Gruntwork, an organization focused on creating reusable infrastructure code, announced the general availability of CIS Service Catalog and CIS Reference Architecture 2.0. Center for Internet Security (CIS) benchmarks are internationally recognized as security standards for defending IT systems and data against cyberattacks. Existing and future users of Gruntwork can now rapidly get started with a production-ready AWS technology stack and AWS services.
In her blog post, Ana Krivokapić, principal software engineer at Gruntwork, provided the details about the announcement. Compliant with CIS Amazon Web Services Foundations Benchmark, the CIS Service Catalog will provide high-level services to combine multiple Terraform modules into a single unit ready to be deployed to production.
Each service will include Terraform code to provide the infrastructure, packer templates to build Amazon Machine Images for specific components, along with scripts, documentation, and automated tests.
As an example, Krivokapić mentioned below code snippet which can be used for deploying a CIS-compliant VPC to block access to remote server administration ports.
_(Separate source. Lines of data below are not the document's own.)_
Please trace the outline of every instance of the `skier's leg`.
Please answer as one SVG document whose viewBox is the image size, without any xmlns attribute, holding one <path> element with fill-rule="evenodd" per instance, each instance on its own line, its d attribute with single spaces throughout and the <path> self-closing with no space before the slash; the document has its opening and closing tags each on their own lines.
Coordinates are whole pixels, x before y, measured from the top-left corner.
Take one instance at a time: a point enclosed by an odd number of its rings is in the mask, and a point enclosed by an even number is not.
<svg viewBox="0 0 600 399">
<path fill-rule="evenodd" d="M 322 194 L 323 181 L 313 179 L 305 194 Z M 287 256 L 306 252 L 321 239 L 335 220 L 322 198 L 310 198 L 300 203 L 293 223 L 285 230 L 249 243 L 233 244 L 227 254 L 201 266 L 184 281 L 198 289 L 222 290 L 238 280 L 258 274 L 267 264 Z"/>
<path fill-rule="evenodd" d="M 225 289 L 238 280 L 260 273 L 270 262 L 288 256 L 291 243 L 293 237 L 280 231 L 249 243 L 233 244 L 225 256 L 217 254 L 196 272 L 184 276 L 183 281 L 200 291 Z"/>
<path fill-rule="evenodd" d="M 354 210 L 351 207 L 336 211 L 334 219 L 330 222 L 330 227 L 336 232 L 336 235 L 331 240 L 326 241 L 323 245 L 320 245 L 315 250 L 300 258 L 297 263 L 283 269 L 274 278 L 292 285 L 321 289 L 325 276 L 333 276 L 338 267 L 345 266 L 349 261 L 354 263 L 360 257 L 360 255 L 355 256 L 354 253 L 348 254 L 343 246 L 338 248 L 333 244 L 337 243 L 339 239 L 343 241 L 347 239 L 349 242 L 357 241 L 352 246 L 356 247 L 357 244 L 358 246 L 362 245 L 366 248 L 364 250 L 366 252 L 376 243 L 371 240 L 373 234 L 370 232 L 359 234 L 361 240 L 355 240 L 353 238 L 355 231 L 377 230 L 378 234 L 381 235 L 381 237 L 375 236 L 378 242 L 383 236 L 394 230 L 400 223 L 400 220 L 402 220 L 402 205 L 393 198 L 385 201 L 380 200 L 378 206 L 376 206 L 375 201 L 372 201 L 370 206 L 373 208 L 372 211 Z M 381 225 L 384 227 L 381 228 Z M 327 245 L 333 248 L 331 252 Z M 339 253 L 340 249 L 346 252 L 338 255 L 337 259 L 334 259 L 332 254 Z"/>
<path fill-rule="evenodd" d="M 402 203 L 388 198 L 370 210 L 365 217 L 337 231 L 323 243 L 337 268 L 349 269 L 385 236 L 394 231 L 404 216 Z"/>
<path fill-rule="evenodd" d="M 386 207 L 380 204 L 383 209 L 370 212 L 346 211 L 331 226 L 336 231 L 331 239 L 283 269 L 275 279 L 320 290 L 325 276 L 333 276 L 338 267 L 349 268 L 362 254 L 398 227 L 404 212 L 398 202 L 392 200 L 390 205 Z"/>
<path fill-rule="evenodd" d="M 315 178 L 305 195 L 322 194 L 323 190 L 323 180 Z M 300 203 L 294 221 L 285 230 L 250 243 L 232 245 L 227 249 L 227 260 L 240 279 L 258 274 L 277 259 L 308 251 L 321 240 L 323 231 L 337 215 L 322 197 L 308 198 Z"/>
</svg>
This is in accordance with CIS recommendation 5.1 and 5.2.
module "vpc" {
# Replace <VERSION> with the most recent release from thehttps://github.com/gruntwork-io/terraform-aws-cis-service-catalog/releases:
source = "<git::git@github.com>:gruntwork-io/terraform-aws-cis-service-catalog.git//modules/networking/vpc?ref=<VERSION>" # Set the basic required variables first
vpc_name = "example-vpc"
aws_region = "us-east-1"
cidr_block = "10.2.0.0/16"
num_nat_gateways = 1 # Other params omitted to keep the example simple
}
One more example is Gruntwork Landing Zone for AWS, which creates a CIS-Compliant AWS Landing Zone. The module comprises of services such as AWS CloudTrail, AWS Config, GuardDuty, EBS encryption, aligned with other CIS requirements.
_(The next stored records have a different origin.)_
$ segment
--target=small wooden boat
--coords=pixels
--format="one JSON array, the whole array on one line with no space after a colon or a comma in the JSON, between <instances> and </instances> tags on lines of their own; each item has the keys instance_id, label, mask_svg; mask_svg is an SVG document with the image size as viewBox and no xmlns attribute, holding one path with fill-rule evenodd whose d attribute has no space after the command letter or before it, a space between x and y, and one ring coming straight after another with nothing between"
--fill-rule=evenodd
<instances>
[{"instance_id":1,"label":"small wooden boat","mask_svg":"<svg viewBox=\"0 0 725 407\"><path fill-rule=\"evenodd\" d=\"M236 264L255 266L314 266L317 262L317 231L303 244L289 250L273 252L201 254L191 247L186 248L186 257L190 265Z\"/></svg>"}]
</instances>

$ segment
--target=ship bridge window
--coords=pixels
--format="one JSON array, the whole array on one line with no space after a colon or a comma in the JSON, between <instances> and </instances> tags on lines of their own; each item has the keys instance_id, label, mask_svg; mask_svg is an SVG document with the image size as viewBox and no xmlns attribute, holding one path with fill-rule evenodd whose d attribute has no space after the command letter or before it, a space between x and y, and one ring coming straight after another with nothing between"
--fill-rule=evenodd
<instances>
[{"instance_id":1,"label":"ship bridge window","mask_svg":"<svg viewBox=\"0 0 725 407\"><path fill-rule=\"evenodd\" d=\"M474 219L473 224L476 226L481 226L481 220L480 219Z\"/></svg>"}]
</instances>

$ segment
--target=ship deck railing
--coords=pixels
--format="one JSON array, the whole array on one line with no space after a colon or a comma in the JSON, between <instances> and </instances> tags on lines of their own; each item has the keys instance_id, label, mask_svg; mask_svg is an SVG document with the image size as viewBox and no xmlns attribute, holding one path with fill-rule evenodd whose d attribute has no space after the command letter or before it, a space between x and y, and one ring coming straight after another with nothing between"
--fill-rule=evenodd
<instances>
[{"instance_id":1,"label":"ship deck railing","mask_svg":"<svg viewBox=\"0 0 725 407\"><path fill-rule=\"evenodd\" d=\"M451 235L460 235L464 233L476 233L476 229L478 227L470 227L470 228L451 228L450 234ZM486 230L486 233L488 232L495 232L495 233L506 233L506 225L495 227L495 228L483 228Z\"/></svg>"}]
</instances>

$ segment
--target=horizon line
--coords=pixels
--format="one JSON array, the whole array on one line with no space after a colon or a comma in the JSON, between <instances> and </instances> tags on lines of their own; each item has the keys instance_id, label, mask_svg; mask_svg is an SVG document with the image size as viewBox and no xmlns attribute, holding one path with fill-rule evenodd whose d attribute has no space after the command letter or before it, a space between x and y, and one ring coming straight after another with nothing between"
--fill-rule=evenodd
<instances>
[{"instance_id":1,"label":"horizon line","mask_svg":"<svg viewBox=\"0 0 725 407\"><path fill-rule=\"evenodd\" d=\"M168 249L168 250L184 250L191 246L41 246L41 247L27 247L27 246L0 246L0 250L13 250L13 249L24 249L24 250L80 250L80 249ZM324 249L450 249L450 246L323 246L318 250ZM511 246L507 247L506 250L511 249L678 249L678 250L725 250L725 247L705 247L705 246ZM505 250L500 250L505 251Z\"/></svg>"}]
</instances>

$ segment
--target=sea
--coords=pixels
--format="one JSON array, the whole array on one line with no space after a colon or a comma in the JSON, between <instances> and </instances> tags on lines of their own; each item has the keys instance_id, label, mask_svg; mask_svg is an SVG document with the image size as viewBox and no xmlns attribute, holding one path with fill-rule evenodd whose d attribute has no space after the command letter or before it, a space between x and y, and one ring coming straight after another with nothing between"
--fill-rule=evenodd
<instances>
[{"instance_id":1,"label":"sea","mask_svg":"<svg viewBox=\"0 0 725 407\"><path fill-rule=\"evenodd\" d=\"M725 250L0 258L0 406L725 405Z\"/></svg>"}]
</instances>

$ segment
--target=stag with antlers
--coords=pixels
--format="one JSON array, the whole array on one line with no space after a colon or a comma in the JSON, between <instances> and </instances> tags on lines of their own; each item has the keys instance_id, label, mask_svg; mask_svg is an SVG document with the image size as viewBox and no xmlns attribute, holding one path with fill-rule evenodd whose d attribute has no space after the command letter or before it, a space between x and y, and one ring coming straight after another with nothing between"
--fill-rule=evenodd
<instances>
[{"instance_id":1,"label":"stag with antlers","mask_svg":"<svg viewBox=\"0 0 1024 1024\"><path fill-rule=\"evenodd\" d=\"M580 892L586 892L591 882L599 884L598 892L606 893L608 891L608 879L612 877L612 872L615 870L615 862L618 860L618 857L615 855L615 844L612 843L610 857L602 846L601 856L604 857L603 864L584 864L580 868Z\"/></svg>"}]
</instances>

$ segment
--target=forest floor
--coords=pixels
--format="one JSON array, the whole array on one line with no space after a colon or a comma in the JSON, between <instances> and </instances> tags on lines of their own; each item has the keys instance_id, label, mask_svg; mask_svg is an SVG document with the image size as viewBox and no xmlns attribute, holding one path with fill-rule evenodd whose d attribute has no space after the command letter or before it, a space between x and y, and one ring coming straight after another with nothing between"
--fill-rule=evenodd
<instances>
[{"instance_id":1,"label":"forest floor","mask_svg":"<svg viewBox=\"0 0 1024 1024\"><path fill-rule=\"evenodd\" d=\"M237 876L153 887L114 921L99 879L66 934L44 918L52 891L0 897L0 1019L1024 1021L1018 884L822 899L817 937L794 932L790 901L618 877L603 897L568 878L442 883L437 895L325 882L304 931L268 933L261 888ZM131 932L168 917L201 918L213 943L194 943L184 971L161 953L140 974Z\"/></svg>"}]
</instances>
Providing the background of the 2.0 version of the Gruntwork Reference architecture, Krivokapić said that the Reference Architecture is an end-to-end architecture to run the entire infrastructure on AWS, managed as code. It includes CIS-compliant Landing Zone, VPC, EKS, deployed "in about one day".
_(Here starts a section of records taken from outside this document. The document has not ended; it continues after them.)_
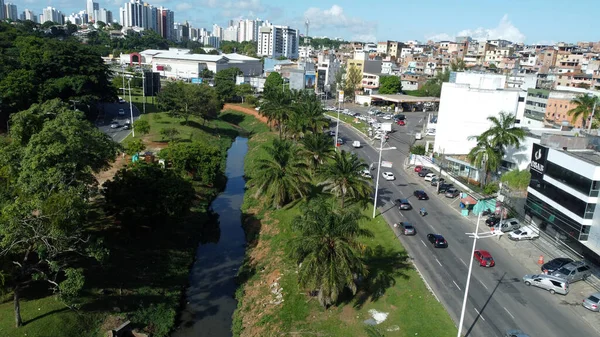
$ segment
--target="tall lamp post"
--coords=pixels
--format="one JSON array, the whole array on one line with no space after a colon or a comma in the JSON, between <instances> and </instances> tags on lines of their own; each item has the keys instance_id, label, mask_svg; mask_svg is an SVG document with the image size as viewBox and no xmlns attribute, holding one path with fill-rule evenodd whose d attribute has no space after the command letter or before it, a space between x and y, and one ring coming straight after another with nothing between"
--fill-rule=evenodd
<instances>
[{"instance_id":1,"label":"tall lamp post","mask_svg":"<svg viewBox=\"0 0 600 337\"><path fill-rule=\"evenodd\" d=\"M131 79L127 81L129 89L129 114L131 116L131 137L135 138L135 128L133 127L133 103L131 103Z\"/></svg>"},{"instance_id":2,"label":"tall lamp post","mask_svg":"<svg viewBox=\"0 0 600 337\"><path fill-rule=\"evenodd\" d=\"M379 144L379 159L377 160L377 179L375 179L375 200L373 200L373 219L375 219L375 213L377 212L377 194L379 192L379 175L381 174L381 153L384 150L395 150L396 147L386 147L383 148L383 142L385 140L385 135L381 135L381 143Z\"/></svg>"},{"instance_id":3,"label":"tall lamp post","mask_svg":"<svg viewBox=\"0 0 600 337\"><path fill-rule=\"evenodd\" d=\"M344 101L344 91L338 90L338 108L337 108L337 124L335 125L335 139L333 140L333 146L337 150L338 145L338 132L340 130L340 110L342 102Z\"/></svg>"},{"instance_id":4,"label":"tall lamp post","mask_svg":"<svg viewBox=\"0 0 600 337\"><path fill-rule=\"evenodd\" d=\"M460 311L460 322L458 323L458 333L456 334L456 337L462 337L461 333L462 333L463 323L465 321L465 309L467 308L467 297L469 297L469 285L471 284L471 272L473 271L473 257L475 256L475 246L477 245L477 239L485 239L485 238L502 235L502 231L494 231L493 233L492 232L479 233L479 221L480 220L481 220L481 213L479 213L479 216L477 217L477 226L475 226L475 232L474 233L465 233L465 234L469 235L469 237L473 238L473 249L471 249L471 259L469 261L469 273L467 274L467 285L465 286L465 296L463 298L462 309Z\"/></svg>"},{"instance_id":5,"label":"tall lamp post","mask_svg":"<svg viewBox=\"0 0 600 337\"><path fill-rule=\"evenodd\" d=\"M125 65L121 64L121 69L123 70L123 97L125 97Z\"/></svg>"}]
</instances>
Using the Gruntwork CIS Service Catalog in its entirety, the Reference Architecture version 2.0 includes Gruntwork Landing Zone Subscription, Gruntwork Pipelines Solution, along with the following improvements:
- latest
terragrunt
features such as- generate blocks for DRY provider configurations
- dependency blocks for explicit dependency management the modules
read_terragrunt_config
for DRY configuration variables
- compatibility with Terraform 0.14.x
- improved CIS Reference Architecture, compliant with version 1.3.0
- build scripts for building AMIs and Docker images
- cross account sharing of encrypted AMIs
- end-to-end encryption by default
Users will only need to maintain live infrastructure configurations such as AWS regions, instance types, disk size, domain names, etc.
On a related topic, Gruntwork has created a production readiness checklist, which aligns with their mission to "Make it 10x easier to understand, build and deploy software". Recently, they have also released CIS-Compliant Amazon EKS Cluster and HIPAA-compliant reference applications.